Sending out dozens of grad school applications is time-consuming and expensive, so skip the blitz method. Instead of applying to every program in your field, focus your attention on a few, carefully selected schools.
Separate potential graduate schools into categories based on your chances of admission, just as you did when applying to undergrad. As a target list, we recommend selecting two schools you're fairly certain will accept you, two with whom you have a fighting chance, and one school that you'll get into if lightning strikes.
We know you're not taking out thousands of dollars in student loans to dine at the best campus cafeterias in the land. For grad students, the academic experience is paramount, and your career goals will impact what you look for in a program. If you want a master's degree to give you that professional edge, then the overall quality of the faculty may be more important than finding the ideal mentor. If you are aiming for a PhD, however, finding a specific professor to serve as your thesis advisor trumps the talents of the faculty at large. Apply to schools that have one or more professors who do research in your general area of interest, and with whom you can imagine working closely for a year (or six).

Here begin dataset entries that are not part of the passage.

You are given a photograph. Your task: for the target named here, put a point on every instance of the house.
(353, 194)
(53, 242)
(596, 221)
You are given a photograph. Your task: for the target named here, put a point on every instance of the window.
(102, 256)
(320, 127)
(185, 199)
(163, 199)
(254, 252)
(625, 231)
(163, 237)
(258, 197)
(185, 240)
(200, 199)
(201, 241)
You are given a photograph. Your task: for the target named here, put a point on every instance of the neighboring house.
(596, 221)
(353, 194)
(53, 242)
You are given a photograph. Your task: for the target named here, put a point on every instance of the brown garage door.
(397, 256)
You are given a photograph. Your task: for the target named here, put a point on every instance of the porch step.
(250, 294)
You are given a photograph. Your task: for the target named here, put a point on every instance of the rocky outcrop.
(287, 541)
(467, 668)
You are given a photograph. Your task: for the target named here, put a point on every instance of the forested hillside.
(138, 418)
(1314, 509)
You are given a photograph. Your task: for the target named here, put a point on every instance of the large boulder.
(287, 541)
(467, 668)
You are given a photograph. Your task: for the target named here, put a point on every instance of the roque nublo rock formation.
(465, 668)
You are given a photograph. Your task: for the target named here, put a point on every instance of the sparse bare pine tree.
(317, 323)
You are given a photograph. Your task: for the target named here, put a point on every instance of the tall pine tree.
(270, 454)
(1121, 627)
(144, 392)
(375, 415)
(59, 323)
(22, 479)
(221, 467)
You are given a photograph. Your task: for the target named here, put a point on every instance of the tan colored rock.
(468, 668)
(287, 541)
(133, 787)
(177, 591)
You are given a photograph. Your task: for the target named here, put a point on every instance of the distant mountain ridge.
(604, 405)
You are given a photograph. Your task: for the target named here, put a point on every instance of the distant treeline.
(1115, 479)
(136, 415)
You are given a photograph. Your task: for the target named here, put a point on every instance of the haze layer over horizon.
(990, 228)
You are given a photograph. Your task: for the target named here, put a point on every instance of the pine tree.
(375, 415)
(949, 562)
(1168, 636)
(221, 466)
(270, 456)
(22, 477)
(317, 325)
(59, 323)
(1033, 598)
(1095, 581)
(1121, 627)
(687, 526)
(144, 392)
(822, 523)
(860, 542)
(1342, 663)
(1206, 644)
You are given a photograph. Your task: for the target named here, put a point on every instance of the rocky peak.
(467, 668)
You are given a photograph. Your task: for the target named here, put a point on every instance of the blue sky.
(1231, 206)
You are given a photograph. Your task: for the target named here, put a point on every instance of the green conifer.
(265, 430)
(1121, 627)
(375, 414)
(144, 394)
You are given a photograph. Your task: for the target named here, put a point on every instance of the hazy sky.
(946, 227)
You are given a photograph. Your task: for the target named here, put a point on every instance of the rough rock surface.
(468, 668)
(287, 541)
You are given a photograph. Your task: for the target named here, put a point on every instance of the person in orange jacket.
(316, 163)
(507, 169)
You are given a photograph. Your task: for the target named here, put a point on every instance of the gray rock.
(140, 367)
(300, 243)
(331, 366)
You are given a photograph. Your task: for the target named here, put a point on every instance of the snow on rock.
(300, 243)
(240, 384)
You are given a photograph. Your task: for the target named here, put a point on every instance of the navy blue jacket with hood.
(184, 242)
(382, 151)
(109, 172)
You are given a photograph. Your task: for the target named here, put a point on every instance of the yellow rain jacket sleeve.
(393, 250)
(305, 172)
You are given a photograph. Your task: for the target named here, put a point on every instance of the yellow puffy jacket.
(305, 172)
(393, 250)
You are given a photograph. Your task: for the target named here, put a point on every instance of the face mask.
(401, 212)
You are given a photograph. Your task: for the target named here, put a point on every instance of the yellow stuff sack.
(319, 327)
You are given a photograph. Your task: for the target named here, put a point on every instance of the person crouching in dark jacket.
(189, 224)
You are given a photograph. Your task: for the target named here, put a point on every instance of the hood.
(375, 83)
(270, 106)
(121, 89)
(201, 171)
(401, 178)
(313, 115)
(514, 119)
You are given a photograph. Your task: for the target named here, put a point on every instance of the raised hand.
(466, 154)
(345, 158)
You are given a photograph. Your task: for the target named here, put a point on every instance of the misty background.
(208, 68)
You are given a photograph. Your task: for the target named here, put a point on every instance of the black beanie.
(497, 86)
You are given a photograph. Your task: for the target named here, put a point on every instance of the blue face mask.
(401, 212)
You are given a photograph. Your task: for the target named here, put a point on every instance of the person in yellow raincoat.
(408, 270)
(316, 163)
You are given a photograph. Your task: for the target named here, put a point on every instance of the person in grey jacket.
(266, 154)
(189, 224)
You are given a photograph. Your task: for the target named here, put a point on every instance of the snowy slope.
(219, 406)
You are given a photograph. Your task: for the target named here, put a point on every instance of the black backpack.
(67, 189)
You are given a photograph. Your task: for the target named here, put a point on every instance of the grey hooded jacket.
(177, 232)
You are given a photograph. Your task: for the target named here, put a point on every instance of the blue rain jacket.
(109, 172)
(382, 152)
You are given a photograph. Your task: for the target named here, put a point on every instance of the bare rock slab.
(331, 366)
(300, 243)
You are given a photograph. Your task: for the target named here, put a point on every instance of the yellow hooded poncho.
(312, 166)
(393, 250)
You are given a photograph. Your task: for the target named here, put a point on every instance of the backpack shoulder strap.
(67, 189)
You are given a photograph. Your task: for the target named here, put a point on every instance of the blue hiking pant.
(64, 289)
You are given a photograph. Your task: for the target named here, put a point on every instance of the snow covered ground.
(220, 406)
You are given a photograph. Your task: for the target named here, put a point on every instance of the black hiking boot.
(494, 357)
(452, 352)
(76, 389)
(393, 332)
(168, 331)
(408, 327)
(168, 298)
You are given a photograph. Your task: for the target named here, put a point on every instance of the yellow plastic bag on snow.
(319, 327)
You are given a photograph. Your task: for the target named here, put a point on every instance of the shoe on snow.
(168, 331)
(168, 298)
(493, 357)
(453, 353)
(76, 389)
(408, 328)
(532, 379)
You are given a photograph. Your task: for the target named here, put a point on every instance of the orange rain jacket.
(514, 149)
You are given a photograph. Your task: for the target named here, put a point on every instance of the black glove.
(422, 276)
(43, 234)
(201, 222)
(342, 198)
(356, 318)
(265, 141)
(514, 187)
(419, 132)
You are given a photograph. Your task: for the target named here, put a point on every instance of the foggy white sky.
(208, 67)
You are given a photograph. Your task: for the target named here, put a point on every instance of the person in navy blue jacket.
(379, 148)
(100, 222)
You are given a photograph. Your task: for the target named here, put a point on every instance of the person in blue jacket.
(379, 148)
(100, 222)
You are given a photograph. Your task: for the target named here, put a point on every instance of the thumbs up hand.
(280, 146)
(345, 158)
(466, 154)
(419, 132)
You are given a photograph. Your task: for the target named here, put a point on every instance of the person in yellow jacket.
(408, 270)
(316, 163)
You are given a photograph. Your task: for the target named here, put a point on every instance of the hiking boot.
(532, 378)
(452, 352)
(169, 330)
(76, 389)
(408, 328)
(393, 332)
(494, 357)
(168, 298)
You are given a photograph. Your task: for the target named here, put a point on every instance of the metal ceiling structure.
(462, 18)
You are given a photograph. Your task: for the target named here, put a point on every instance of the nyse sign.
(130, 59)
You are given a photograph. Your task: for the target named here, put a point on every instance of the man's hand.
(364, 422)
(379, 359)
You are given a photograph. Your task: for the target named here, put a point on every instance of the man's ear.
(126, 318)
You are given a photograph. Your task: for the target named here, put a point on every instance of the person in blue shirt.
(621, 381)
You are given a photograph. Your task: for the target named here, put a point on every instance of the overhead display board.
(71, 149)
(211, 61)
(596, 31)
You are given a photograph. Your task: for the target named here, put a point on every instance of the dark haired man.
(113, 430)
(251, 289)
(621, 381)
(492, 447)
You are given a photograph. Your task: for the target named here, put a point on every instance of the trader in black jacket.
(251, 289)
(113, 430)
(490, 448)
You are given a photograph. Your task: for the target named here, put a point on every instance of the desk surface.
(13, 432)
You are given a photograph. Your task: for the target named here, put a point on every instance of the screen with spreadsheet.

To get the real scoop on a school, you need to go to the source. A conversation with the faculty members you are most interested in working with will give you insight into the program and the dynamics of the department. And making personal connections with professors will certainly help your application.
You should also contact grad students currently studying in that department. Do they enjoy working with their professors? Do they feel they have been given enough guidance and opportunity to develop their own research? Are they pressured to follow a certain methodology? What are the positives and negatives of the department and the school at large?
Check to make sure that the institution has adequate facilities and resources for your particular needs. This could include labs, libraries, grants, teaching assistantships, and summer fellowships.
Finally, remember to peruse the graduate course catalogue. Even as a PhD candidate, you'll want to make sure classes offered are relevant to your interests and will complement your research.